TABLE-US-00001 TABLE 1 SCC (10.sup.3) Milk sample cells/mL Bacteria P 0 N/A H <90 N/A S1 300 Streptococcus dysgalactiae S2 600 Streptococcus dysgalactiae

[0058] The samples in rows 1-4, at the top of the CL image 190, are undiluted, as denoted by 1:0 in the dilution box 185. Similarly, rows 5-8 and rows 9-12 correspond to dilution ratios of 1:10 and 1:20, respectively.

[0059] Within each set of 4 rows corresponding to a given dilution, sample P has the highest CL emission intensity, because it has zero Hp protein and therefore no inhibition of the CL emission due to Hp-Hb binding. Samples H, S1, and S2 have increasing amounts of Hp protein, and therefore successively decrease the CL emission intensities, due to increased Hp-Hb binding.

[0060] FIG. 2B shows an exemplary graph of measured CL intensities, in arbitrary units (a.u.), versus sample type (P, H, S1, and S2) and dilution level (1:0, 1:10, and 1:20). For dilution 1:0 (e.g. no dilution, in blue), there is essentially no ability to discern intensity differences between samples H, S1, and S2. For dilutions 1:10 (in red) and 1:20 (in green), there is a significant intensity difference between samples H, S1 and S2. In fact, for the 1:10 dilution level, the CL intensity goes from 95 for H to 70 for S1 and to 55 for S2. This enables very good discrimination between the corresponding SCC levels, of 90, 300 and 600 cells per mL, shown in Table 1.

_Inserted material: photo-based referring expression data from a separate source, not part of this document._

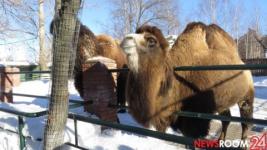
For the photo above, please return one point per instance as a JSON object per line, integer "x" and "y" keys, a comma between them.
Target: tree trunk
{"x": 42, "y": 56}
{"x": 63, "y": 44}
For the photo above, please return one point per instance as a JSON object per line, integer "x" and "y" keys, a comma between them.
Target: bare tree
{"x": 128, "y": 15}
{"x": 42, "y": 57}
{"x": 65, "y": 25}
{"x": 18, "y": 16}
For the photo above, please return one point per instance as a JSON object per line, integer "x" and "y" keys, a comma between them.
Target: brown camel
{"x": 89, "y": 46}
{"x": 155, "y": 92}
{"x": 110, "y": 48}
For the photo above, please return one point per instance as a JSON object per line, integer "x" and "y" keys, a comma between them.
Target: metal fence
{"x": 168, "y": 137}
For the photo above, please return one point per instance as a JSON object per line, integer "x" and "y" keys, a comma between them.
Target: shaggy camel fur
{"x": 89, "y": 46}
{"x": 155, "y": 92}
{"x": 110, "y": 48}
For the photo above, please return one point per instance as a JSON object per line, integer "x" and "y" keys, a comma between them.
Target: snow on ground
{"x": 90, "y": 136}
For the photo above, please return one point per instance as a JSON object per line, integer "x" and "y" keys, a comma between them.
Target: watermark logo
{"x": 258, "y": 142}
{"x": 254, "y": 143}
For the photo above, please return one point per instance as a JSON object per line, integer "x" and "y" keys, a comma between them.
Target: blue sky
{"x": 98, "y": 12}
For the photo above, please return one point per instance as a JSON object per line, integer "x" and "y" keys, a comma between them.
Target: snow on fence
{"x": 145, "y": 132}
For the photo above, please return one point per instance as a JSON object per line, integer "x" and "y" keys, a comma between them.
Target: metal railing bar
{"x": 222, "y": 118}
{"x": 179, "y": 68}
{"x": 29, "y": 72}
{"x": 136, "y": 130}
{"x": 211, "y": 67}
{"x": 70, "y": 144}
{"x": 47, "y": 97}
{"x": 21, "y": 137}
{"x": 75, "y": 131}
{"x": 35, "y": 114}
{"x": 222, "y": 67}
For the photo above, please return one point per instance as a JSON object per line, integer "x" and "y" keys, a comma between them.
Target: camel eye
{"x": 151, "y": 42}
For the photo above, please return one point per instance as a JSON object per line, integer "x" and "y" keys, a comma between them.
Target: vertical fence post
{"x": 75, "y": 131}
{"x": 21, "y": 137}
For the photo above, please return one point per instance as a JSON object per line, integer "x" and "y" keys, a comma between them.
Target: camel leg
{"x": 225, "y": 124}
{"x": 246, "y": 111}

[0061] FIG. 3 shows an exemplary block diagram of the method for early detection of BM using enhanced chemiluminescence, according to the invention. The method consists of the following sequential steps: [0062] Step 310: Preparation of a kit containing one or more bio-functionalized Hb-modified assay plate(s) each with a multiplicity of wells, a CL solution, a cross-linked nanoparticle solution, and a camera; [0063] Step 320: Collection of milk samples on-site and preparation of several sample dilutions, for example, with purified water; [0064] Step 330: Application of sample dilutions to the wells of an assay plate(s), and waiting a first pre-determined time interval for an Hp-Hb binding reaction to occur; [0065] Step 340: Addition of the CL and nanoparticle solutions to the wells, and waiting a second pre-determined time interval for a CL emission intensity to approach a steady-state; [0066] Step 350: Acquisition of one or more CL images of the assay plate(s), using the camera; [0067] Step 360: Analysis of each CL image to determine a CL intensity measurement for each well; and [0068] Step 370: Estimation of an Hp level for each well and combining the estimated Hp levels to form a BM clinical diagnosis.

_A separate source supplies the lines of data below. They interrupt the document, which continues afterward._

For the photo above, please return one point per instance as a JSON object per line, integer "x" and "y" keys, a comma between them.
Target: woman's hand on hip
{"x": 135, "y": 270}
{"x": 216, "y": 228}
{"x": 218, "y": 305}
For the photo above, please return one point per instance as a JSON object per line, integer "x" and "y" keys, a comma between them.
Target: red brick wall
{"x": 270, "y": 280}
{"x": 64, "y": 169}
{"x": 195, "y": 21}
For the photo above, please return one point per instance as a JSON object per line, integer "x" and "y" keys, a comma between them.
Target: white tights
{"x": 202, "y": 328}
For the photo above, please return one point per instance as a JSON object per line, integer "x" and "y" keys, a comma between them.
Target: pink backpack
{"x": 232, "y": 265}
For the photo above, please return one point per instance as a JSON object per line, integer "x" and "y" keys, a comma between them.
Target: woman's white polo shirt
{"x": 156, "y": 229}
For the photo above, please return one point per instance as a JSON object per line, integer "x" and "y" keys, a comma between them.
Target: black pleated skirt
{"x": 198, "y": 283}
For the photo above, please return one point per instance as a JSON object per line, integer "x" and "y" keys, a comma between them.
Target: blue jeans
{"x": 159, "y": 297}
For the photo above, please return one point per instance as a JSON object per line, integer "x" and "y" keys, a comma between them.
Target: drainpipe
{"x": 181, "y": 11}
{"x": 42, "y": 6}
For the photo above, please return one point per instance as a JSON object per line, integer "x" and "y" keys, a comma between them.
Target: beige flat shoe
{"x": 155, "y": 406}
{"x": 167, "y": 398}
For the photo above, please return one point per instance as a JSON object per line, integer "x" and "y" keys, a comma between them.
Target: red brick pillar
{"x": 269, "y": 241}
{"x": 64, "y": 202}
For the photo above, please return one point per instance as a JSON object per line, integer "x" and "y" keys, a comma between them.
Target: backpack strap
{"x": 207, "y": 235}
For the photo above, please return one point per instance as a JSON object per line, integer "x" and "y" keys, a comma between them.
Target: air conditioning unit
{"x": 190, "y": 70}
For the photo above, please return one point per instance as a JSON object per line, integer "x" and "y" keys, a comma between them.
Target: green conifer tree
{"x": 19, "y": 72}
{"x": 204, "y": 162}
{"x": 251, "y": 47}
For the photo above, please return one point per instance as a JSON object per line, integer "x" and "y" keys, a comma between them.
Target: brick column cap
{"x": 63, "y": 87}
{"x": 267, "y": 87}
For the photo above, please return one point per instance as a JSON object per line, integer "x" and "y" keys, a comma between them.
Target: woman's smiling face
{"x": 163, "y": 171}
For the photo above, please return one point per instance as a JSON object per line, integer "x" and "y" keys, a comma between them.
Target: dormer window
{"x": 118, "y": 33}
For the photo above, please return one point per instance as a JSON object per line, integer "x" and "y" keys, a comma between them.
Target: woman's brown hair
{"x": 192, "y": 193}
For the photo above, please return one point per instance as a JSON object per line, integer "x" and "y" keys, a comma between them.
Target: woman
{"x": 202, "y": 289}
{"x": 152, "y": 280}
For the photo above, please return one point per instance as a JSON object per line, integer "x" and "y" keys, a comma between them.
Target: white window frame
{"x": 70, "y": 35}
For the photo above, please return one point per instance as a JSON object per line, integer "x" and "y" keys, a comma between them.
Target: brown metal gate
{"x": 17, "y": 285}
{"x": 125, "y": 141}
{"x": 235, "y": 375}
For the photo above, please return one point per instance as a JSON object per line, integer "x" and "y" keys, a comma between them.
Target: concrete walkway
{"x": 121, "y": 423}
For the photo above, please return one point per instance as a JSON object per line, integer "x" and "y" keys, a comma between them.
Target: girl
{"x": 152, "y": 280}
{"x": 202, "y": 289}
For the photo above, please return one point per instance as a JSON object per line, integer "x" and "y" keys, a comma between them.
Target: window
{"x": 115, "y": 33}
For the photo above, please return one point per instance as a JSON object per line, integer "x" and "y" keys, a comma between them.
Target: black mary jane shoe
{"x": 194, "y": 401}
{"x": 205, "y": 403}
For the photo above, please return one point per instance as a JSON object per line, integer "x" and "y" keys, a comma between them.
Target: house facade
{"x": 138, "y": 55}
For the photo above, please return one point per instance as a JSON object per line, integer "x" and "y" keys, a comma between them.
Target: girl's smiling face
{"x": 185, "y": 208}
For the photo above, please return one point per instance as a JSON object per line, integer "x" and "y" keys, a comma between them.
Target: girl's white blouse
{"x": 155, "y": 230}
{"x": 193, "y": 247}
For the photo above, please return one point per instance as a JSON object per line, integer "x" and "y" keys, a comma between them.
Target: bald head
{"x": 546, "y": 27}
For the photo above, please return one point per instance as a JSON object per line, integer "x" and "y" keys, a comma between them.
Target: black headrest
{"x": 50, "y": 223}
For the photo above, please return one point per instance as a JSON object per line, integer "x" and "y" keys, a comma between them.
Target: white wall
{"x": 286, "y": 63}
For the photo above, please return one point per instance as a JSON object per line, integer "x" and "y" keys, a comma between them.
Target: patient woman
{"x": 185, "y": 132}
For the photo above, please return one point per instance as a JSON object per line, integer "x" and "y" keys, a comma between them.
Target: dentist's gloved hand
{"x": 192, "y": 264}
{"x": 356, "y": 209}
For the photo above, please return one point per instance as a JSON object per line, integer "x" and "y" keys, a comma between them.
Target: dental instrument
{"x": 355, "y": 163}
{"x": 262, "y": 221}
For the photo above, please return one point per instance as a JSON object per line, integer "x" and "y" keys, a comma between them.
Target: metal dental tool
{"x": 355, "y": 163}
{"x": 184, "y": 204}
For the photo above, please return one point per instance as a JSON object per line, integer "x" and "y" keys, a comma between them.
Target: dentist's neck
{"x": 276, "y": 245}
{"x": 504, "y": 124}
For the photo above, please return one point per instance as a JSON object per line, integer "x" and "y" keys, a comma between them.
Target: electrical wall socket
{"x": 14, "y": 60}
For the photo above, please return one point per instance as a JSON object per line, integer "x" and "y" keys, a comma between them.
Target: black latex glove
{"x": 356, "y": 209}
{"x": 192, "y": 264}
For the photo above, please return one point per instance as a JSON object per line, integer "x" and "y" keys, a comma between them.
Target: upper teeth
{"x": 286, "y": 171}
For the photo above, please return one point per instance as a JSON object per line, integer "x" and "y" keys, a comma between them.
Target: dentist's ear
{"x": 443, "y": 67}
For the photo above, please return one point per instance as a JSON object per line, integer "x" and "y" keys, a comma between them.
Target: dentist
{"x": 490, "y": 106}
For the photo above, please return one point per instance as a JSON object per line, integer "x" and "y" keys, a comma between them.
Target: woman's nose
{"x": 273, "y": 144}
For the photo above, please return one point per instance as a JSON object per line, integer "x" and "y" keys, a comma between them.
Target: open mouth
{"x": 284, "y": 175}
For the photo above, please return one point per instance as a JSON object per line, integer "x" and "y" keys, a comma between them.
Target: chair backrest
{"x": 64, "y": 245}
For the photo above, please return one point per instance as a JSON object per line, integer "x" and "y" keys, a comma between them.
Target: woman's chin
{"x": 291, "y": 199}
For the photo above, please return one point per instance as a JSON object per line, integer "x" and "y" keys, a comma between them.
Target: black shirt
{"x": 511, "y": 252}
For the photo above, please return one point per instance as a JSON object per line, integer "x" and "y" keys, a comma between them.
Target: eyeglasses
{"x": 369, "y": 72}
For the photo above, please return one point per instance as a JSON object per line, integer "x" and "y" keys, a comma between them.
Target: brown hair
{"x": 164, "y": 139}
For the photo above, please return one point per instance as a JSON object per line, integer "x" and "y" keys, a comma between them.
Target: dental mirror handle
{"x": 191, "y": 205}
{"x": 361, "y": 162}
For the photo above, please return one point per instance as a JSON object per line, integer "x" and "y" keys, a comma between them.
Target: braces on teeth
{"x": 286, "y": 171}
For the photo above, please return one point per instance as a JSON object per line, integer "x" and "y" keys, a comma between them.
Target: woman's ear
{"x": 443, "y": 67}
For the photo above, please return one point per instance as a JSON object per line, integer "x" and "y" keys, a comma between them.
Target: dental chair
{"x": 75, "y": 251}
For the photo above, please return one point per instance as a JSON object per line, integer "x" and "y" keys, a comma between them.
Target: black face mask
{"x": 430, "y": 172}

[0069] The estimation in step 370 may utilize a pre-determined regression curve, such as curve 180 shown in box (d) of FIG. 1.

[0070] The descriptions of the various embodiments of the present disclosure have been presented for purposes of illustration, but are not intended to be exhaustive or limited to the embodiments disclosed. For example, the nanoparticles (NPs) may or may not be crosslinked with PDT. Furthermore, the NPs of the CL solution may be nanoparticles of various highly reflective materials, such as gold, magnetite (Fe.sub.3O.sub.4) or zinc oxide (ZnO), or other nanoscale materials with catalytic activity (e.g. ions, enzymes), all of which may enhance the emission of CL light produced in the CL assay.

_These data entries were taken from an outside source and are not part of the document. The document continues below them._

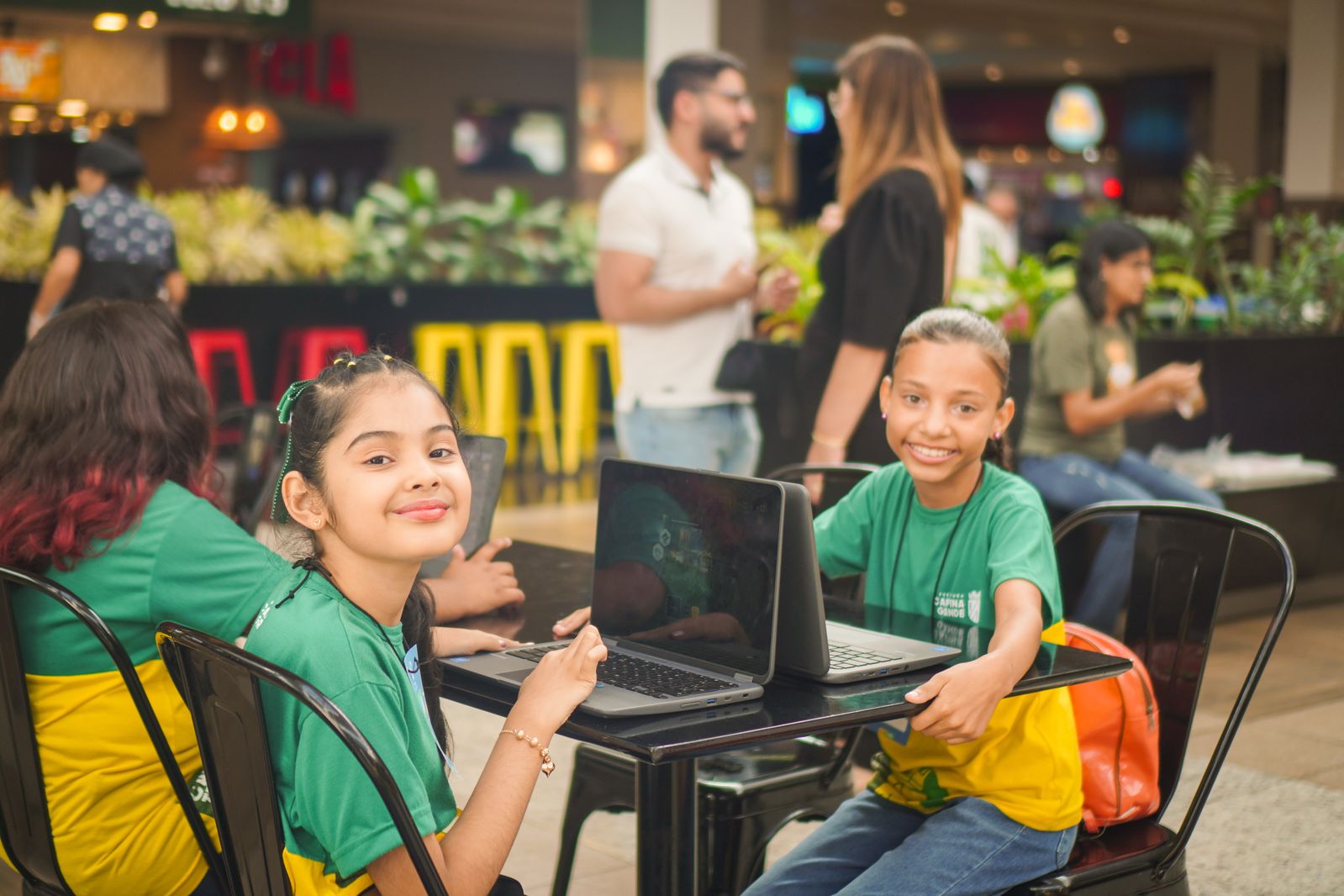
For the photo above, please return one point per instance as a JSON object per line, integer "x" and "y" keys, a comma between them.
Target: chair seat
{"x": 1120, "y": 860}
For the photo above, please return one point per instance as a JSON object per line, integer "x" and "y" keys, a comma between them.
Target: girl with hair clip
{"x": 899, "y": 188}
{"x": 976, "y": 793}
{"x": 375, "y": 477}
{"x": 105, "y": 454}
{"x": 1083, "y": 386}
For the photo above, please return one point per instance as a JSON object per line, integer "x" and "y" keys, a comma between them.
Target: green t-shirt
{"x": 183, "y": 561}
{"x": 335, "y": 821}
{"x": 1003, "y": 535}
{"x": 1072, "y": 352}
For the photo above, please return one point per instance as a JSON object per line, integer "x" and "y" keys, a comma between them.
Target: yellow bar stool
{"x": 502, "y": 344}
{"x": 433, "y": 344}
{"x": 579, "y": 343}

[0071] Many other modifications and variations will be apparent to those of ordinary skill in the art without departing from the scope and spirit of the described embodiments. The terminology used herein was chosen to best explain the principles of the embodiments, the practical application or technical improvement over technologies found in the marketplace, or to enable others of ordinary skill in the art to understand the embodiments disclosed herein.